According to Al Malik, the company is fully committed to Remraam project despite the fact that the company has Dh4 billion in receivables from this project.
“The project is registered with government of Dubai.
I have receivable of Dh4 billion but I haven’t shrunk the size of the sub-station, sewage, etc because I am continuing Remraam with the whole 200 buildings; may be not today for those which have been stopped, but I will restart later on as I am restarting my projects.”
Stick to your commitment
Asked why investors were given refund for buildings not constructed, he said: “I have committed to pay billions to my contractors. Investors paid me 10 per cent as down payment and later cited financial crisis to avoid paying their installments.

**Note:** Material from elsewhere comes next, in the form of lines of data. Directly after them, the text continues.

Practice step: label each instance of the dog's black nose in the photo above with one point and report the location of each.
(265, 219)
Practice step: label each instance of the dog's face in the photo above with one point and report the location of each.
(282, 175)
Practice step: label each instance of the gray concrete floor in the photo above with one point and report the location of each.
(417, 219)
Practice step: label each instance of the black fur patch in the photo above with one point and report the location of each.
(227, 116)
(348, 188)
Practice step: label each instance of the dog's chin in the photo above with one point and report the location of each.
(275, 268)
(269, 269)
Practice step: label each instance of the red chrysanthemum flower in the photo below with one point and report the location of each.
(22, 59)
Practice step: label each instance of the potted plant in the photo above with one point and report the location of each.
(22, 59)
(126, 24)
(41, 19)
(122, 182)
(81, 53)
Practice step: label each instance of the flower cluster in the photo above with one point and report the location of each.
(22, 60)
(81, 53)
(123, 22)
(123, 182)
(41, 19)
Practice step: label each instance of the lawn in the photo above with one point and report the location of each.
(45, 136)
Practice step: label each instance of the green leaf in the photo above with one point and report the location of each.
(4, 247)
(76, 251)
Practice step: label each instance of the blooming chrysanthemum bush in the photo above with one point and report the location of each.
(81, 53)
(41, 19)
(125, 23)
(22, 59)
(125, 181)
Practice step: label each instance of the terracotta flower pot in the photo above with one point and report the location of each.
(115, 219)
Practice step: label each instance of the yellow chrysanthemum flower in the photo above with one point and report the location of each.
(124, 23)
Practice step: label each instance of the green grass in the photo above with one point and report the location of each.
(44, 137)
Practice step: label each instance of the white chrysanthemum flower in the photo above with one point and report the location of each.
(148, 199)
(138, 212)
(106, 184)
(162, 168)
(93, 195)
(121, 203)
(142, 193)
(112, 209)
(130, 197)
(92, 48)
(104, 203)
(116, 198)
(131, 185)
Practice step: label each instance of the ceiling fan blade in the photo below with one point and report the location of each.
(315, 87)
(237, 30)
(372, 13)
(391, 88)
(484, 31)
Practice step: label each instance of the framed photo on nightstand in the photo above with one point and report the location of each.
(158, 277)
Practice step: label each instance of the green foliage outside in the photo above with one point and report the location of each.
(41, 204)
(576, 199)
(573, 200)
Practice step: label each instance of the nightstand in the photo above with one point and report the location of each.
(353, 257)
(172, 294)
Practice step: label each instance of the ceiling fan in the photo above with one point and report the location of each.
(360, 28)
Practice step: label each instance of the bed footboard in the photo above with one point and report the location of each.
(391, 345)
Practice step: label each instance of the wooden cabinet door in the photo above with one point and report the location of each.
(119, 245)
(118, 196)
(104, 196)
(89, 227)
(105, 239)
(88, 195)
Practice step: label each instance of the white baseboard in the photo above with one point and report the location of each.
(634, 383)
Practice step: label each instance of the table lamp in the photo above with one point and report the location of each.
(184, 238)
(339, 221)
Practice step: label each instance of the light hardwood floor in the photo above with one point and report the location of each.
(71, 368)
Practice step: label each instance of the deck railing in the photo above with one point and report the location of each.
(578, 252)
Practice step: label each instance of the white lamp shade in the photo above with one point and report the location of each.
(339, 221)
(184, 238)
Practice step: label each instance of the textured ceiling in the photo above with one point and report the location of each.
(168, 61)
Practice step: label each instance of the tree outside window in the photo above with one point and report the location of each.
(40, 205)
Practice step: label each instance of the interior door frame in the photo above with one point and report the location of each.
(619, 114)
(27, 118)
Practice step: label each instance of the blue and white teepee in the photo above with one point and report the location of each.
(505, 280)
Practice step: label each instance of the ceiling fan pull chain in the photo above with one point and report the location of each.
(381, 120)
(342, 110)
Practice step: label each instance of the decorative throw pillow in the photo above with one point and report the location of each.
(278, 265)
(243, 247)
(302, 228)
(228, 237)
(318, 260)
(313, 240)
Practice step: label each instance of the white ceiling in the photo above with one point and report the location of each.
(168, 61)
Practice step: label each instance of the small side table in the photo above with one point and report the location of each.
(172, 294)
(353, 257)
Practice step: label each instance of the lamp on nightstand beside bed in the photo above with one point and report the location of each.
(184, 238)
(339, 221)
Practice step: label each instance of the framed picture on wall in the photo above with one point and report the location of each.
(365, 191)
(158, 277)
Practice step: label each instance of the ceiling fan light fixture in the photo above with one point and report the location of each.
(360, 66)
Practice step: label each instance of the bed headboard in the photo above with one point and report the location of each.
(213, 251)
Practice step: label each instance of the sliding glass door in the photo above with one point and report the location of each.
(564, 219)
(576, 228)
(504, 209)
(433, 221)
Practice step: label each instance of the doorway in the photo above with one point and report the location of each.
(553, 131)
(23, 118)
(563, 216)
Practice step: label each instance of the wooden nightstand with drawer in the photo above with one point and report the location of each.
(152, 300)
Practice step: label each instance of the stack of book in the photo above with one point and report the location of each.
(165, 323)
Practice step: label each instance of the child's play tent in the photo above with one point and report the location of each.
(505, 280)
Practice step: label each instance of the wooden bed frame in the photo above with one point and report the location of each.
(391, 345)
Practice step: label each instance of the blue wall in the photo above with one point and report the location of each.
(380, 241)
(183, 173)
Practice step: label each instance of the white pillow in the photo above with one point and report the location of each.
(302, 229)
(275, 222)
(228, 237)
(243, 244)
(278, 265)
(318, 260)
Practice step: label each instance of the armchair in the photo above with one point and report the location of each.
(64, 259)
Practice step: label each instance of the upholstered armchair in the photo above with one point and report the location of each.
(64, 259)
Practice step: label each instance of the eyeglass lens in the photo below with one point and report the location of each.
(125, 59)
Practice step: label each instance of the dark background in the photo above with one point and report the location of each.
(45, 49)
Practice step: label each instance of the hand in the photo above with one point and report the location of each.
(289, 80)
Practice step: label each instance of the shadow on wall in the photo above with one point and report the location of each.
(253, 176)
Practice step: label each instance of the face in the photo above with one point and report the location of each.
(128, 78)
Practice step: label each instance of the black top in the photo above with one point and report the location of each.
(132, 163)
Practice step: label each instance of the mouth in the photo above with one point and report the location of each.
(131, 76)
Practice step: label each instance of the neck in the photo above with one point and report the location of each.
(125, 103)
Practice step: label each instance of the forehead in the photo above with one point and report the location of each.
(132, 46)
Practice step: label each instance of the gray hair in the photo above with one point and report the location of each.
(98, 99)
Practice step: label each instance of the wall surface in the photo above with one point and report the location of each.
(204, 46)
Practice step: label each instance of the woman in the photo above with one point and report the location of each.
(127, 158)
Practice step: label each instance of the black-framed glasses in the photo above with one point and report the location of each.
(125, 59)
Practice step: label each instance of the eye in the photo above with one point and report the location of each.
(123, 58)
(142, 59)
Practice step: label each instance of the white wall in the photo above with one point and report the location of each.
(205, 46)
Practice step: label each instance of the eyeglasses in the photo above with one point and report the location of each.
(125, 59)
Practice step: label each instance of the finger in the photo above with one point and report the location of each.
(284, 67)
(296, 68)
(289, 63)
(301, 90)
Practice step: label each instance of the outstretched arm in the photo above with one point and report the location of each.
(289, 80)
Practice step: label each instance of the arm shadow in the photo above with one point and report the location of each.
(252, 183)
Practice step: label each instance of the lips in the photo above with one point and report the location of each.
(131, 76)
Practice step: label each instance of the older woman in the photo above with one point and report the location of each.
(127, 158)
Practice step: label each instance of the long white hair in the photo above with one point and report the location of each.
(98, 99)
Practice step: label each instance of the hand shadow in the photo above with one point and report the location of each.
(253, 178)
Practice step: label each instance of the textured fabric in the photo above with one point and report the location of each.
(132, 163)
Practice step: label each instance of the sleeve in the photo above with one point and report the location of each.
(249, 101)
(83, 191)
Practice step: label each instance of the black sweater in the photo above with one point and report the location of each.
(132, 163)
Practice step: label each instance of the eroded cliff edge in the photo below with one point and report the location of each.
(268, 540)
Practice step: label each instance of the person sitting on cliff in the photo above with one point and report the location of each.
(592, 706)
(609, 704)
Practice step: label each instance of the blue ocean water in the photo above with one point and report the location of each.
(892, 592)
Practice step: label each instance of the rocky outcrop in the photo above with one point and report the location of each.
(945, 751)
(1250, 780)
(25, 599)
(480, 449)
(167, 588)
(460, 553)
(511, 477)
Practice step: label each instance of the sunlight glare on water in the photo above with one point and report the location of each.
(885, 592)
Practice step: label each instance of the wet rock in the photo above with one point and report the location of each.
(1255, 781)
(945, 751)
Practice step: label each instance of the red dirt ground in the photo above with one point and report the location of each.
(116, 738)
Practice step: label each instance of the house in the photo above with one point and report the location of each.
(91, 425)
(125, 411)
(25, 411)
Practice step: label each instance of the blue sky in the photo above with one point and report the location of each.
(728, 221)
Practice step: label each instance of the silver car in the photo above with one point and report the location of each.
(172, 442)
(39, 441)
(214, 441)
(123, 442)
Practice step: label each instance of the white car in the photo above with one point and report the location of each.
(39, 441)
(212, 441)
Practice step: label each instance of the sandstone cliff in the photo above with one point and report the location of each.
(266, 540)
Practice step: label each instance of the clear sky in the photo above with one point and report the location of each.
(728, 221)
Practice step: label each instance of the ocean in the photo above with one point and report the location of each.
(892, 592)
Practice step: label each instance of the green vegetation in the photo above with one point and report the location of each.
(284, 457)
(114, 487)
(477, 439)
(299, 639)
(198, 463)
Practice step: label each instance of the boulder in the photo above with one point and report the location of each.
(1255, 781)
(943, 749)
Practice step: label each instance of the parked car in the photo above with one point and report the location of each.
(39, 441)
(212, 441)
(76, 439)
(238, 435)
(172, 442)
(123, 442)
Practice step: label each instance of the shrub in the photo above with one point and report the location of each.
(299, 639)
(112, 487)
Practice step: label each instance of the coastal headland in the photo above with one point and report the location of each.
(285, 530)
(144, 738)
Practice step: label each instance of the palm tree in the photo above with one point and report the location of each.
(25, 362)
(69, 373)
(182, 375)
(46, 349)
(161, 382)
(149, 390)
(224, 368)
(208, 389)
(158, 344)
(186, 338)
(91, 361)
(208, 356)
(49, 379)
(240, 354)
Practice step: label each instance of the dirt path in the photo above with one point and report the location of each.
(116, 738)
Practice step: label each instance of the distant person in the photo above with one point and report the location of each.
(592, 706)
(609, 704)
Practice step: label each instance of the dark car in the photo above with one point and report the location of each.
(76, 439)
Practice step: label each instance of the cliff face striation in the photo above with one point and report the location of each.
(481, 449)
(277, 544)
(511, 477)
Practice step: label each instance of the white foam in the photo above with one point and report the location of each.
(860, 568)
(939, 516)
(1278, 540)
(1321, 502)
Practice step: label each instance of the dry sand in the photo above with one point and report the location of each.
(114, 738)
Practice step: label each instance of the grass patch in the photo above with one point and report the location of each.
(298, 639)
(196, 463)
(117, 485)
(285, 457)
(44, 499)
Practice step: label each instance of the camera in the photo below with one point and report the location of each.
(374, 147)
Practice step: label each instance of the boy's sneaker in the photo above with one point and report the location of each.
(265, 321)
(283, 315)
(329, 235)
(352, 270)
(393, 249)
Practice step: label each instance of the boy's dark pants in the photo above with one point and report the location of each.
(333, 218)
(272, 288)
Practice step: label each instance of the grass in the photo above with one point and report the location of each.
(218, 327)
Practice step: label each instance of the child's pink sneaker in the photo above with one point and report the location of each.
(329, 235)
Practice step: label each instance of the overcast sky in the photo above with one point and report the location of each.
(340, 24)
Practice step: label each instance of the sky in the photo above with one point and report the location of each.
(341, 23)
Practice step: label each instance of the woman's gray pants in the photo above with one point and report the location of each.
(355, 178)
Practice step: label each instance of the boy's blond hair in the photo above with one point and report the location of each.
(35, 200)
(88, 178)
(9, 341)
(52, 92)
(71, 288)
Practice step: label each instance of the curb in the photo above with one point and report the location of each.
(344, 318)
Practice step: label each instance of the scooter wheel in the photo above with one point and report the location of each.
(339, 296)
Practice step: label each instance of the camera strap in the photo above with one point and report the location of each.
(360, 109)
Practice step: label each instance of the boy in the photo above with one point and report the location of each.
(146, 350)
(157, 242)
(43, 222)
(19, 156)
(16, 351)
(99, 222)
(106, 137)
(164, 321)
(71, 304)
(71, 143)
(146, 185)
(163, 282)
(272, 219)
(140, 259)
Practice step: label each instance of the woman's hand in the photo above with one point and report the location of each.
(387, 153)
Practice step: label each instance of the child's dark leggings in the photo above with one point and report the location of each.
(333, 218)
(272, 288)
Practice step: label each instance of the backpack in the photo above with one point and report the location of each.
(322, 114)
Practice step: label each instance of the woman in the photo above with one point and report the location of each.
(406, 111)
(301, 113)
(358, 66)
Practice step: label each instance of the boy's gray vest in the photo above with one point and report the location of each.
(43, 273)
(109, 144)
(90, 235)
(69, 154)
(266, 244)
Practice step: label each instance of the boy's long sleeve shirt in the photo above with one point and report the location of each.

We went to Rera and asked them for a solution. Following their advice, we sent letters to investors, asking who wants to continue with the project. Later, we agreed with Rera to develop 60 buildings for those who sought to pay.
“Ones who did not answer came back, saying, ‘You are not building my building, so pay me back.’ But Screampoint report said ‘the percentage for the buildings that we stopped work was above 20 per cent.’
Besides, we set up a sub-station, road and sewage network for the project. Rera told them investors that they cannot simply walk away from their commitments.”
“Consolidation is our option”
Al Malik defended his company’s policy on consolidation front, saying, “the option was with DPG to consolidate or not.”
“Why I should take it back and consolidate… you made a commitment so stick with your commitment. It is not my mistake… it is up to us to help or consolidate, but I can’t take each and every customer as per his demand.”
Besides, there is a complexity issue while dealing with a number of customers, he added.
“You have to create a policy.
If you bought five you can consolidate to three or if you have 10 you can take seven.
But if someone who bought 10, asks me to give one what do I do… I have an obligation to pay the contractor; how can I reduce 10 to 1; how can I survive. Besides, my infrastructure is part of your payment.”
Completed units in demand
Al Malik said that the company was witnessing “massive” demand for their real estate projects, especially completed units and villas.
“The market has started to come back and request information. We have sold a couple of building in Marjan, Bahar 4, etc. This is because the appetite is back, the market is good as financial institutions are offering mortgages,” he added.